Behind the Hack: "Vodafone"

Company: Vodafone
Industry: Telecommunications
Date of attack: February 7, 2022
 
Quick take: On February 7, Vodafone Portugal was the victim of what the company described in a press release as a “deliberate and malicious cyberattack aimed at causing damage and disruption.” The attack had wide-ranging consequences, affecting the company’s 4G and 5G networks, TV, SMS, and digital answering services. 
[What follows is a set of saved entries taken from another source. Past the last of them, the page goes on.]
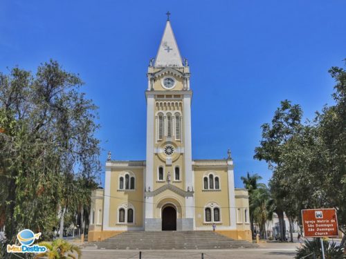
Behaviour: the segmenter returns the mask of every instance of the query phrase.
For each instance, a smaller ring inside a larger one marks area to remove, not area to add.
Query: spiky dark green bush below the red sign
[[[325,248],[325,259],[344,259],[346,254],[344,253],[343,247],[336,245],[335,242],[329,242],[328,240],[323,240],[323,247]],[[319,238],[314,238],[312,241],[305,240],[302,247],[297,250],[295,255],[296,259],[304,258],[311,253],[315,253],[316,259],[322,258],[321,242]],[[313,258],[313,256],[308,256],[308,258]]]

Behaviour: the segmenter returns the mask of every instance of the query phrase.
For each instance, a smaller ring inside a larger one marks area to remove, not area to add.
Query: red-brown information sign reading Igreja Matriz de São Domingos
[[[335,209],[302,209],[304,236],[309,238],[338,236]]]

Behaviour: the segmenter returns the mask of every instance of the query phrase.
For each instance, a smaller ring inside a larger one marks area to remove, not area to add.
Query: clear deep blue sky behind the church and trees
[[[16,1],[0,2],[0,70],[35,71],[55,59],[85,81],[100,107],[104,162],[145,160],[149,58],[171,21],[192,71],[192,157],[224,158],[241,175],[271,177],[253,160],[280,101],[311,118],[331,104],[327,70],[346,58],[345,0]],[[104,173],[102,174],[102,178]]]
Why it matters: The Vodafone attack is a reminder that cyberattacks in the telecommunications industry are among the most disruptive for consumers. Beyond the thousands of customers who were unable to get online, make calls, or use the compromised network for other purposes, one of Portugal’s largest banks reported that its ATM network (which uses Vodafone’s 4G service) encountered problems after the attack. This is an example of how interconnected digital systems are today – many industries (in this case, financial services) are reliant on telecommunications companies to maintain their basic operations. 
We’ve got a hack for that: The Vodafone attack reinforces several points that NINJIO makes frequently in our cybersecurity awareness training content. 
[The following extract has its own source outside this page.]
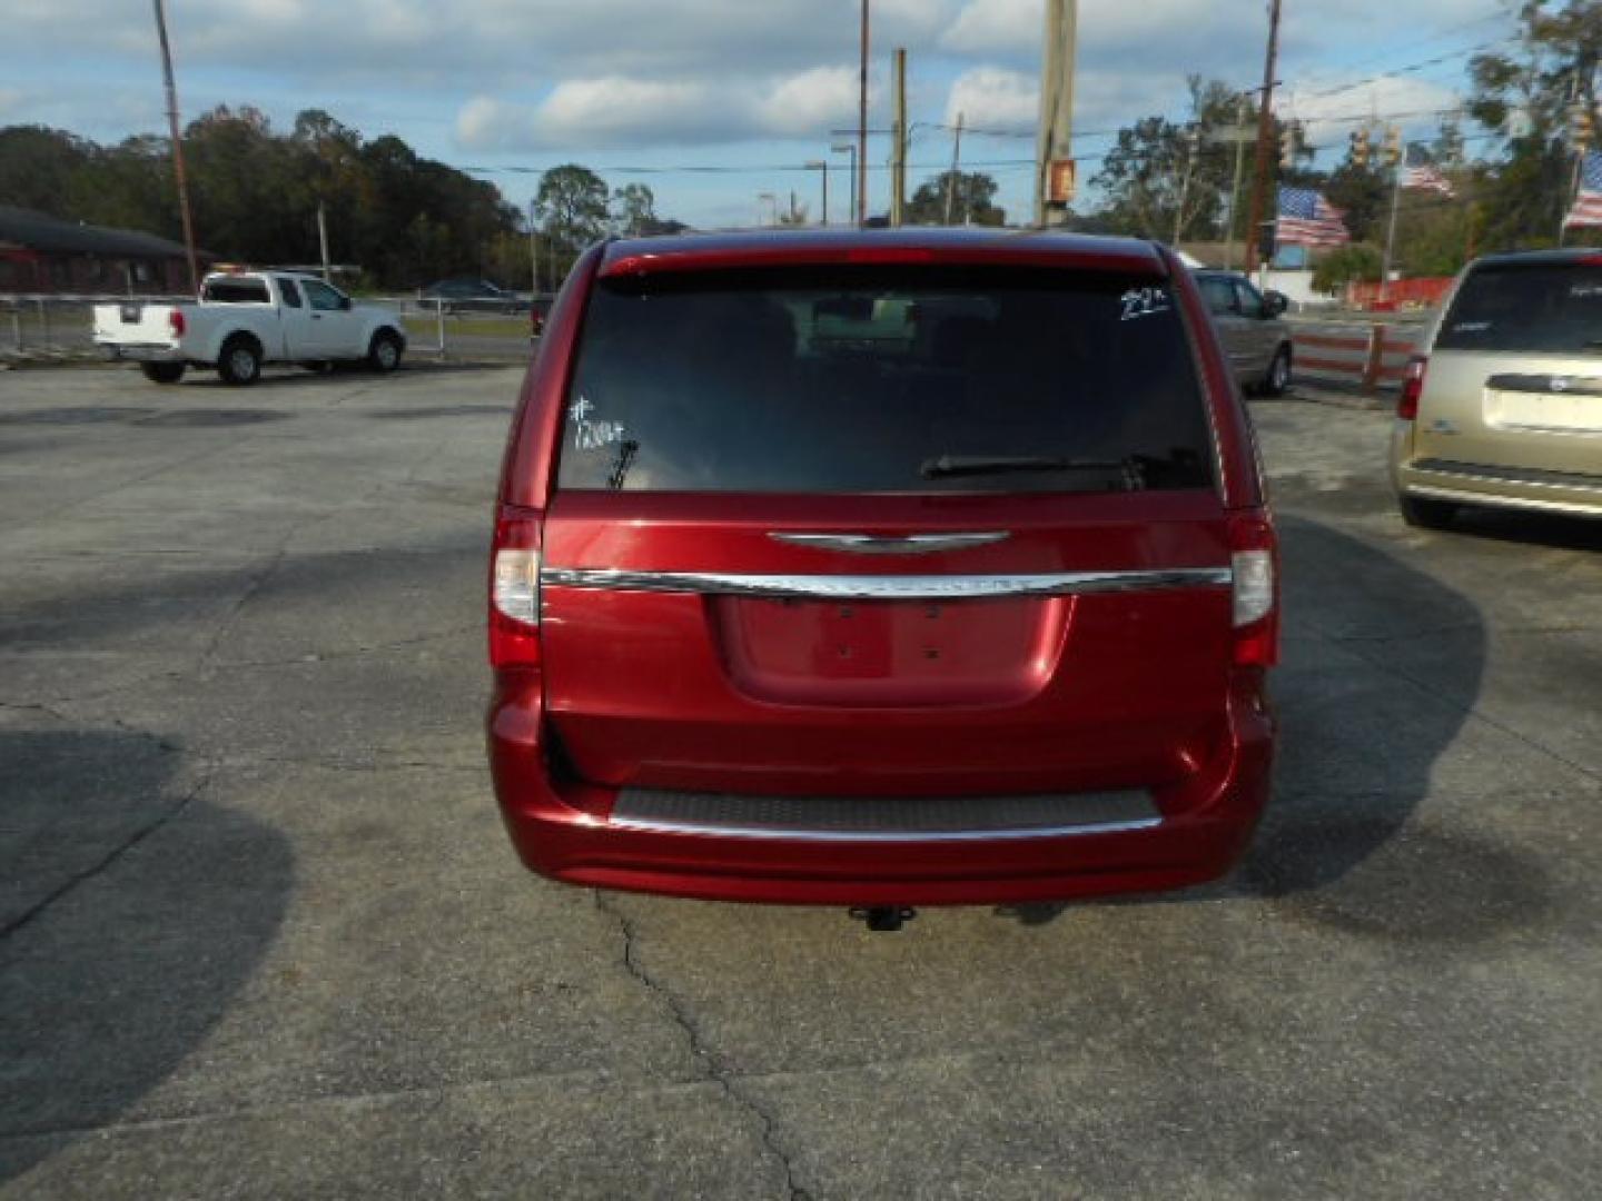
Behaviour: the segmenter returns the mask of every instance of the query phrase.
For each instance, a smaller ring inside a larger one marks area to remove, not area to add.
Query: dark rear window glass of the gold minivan
[[[1463,282],[1435,346],[1602,354],[1602,267],[1480,267]]]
It’s important to recognize that a sprawling array of networks, systems, and organizations can be affected by a single cyberattack. Beyond the impact on the financial services industry in Portugal, emergency services and hospitals were also affected by the Vodafone attack. NINJIO episodes often emphasize the fact that a single attack can have vast (and even deadly) repercussions. Season 6, episode 9, titled “Safety In Numbers – And Letters,” opens with a story about pharmacies and clinics that can’t access critical health information in an emergency due to systems that were frozen by a cyberattack. 
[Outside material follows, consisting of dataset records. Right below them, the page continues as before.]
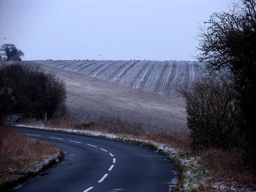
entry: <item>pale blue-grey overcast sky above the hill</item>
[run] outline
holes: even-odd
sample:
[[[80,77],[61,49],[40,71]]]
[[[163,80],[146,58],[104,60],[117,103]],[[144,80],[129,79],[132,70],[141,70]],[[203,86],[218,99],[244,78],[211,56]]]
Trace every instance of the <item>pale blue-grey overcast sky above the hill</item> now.
[[[198,24],[233,2],[0,0],[0,45],[24,60],[194,60]]]

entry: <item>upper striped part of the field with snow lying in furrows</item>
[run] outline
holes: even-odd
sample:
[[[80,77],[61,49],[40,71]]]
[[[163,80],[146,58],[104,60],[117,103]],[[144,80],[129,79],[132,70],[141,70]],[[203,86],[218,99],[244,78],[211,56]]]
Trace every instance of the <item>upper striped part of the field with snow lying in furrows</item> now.
[[[202,63],[184,61],[37,61],[100,80],[177,98],[177,90],[201,76]]]

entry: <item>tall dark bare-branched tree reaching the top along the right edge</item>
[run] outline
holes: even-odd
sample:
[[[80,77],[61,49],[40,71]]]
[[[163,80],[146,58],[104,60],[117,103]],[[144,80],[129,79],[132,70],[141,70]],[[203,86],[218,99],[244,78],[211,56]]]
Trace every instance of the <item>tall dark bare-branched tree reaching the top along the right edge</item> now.
[[[233,74],[241,111],[244,148],[256,158],[256,2],[242,0],[229,12],[214,13],[199,35],[198,59],[209,69],[228,69]],[[256,165],[256,161],[254,162]]]

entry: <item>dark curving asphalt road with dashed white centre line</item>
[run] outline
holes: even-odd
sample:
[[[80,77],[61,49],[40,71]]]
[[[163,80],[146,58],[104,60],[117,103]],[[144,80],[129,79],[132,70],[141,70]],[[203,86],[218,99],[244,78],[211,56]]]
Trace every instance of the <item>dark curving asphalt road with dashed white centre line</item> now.
[[[154,150],[78,134],[20,130],[60,147],[65,156],[13,191],[171,191],[175,186],[176,166]]]

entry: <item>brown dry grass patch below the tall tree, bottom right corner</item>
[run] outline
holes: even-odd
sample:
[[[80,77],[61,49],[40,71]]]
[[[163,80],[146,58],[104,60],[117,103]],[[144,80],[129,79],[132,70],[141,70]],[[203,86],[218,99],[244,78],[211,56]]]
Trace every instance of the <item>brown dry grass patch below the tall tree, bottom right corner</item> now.
[[[255,187],[255,172],[244,162],[240,150],[208,149],[201,151],[200,156],[202,163],[213,171],[213,181],[224,181],[227,186]]]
According to Vodafone, the “scale and severity of the criminal act to which we have been [subjected] implies for all other services a careful and prolonged recovery … involving multiple national, international and external partners.” Significant disruptions like this demonstrate why NINJIO is focused on proactive cybersecurity education. In an upcoming report, we point out that many companies wait until after a cyberattack to adopt a more robust training platform, which can have devastating financial and reputational consequences. 
Companies have to ensure that their educational programs are proactively teaching employees how to identify and prevent cyberattacks, which will help them establish a cyber-aware culture.